Similarly, we all know rape is a rampant problem in elite-college fraternities, even if the smoking gun turned out to be a toy pistol. After Rolling Stone’s UVA rape story led to protests, vandalism and cancelled donations, the magazine appended a shrug of a disclaimer to the story and continued to publish the 8,000 word opus on its website.
Feminists keep saying that there is a “larger truth” here — that we are suddenly living in a “rape culture” in which this hideous crime is widely condoned, even though the rate of forcible rate is at its lowest level in 40 years. When such data don’t bear out the narrative, activists rely heavily on anecdotal evidence like the Rolling Stone story — then say false anecdotes don’t matter either.
“We have a society where rapists are given the benefit of the doubt, often despite overwhelming evidence,” wrote Sally Kohn of CNN, adding that “[Feminists] cannot apologize for erring on the side of a fair, compassionate and credulous hearing of a woman’s account.”
Except being “credulous” with a liar means you aren’t being fair to those she is lying about.
If rape accusations serve as a useful weapon against despised groups, it doesn’t matter whether any individual rape story is accurate. Lena Dunham, who said in her book “Not That Kind of Girl” that she was raped at Oberlin College by Barry, the campus’s “resident conservative,” let this lie simmer for months without anyone calling her on it. Then National Review’s Kevin Williamson wrote that a few seconds of Googling led directly to a prominent Republican who was at Oberlin at the same time as Dunham and has the highly unusual name Barry.
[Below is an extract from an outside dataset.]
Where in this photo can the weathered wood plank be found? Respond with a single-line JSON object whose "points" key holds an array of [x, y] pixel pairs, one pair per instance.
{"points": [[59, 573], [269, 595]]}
This Barry, who was getting increasingly worried that people were whispering that he was a rapist, seemingly had no recourse against Dunham’s lie. Though he has never met her, filing suit would make him a public figure, one forevermore associated with rape (albeit a false accusation thereof). It wasn’t until he began soliciting donations for a legal fund that Dunham’s publisher offered to write a check and Dunham herself finally acknowledged that no “Barry” had sexually assaulted her. She had, she said, merely picked the name as a pseudonym.
So it was just one of those unfortunate coincidences that she happened to accidentally smear an easily identifiable proponent of a political party she despises.
Dunham clearly thinks of herself as one of our betters, hence unbound by troublesome truths.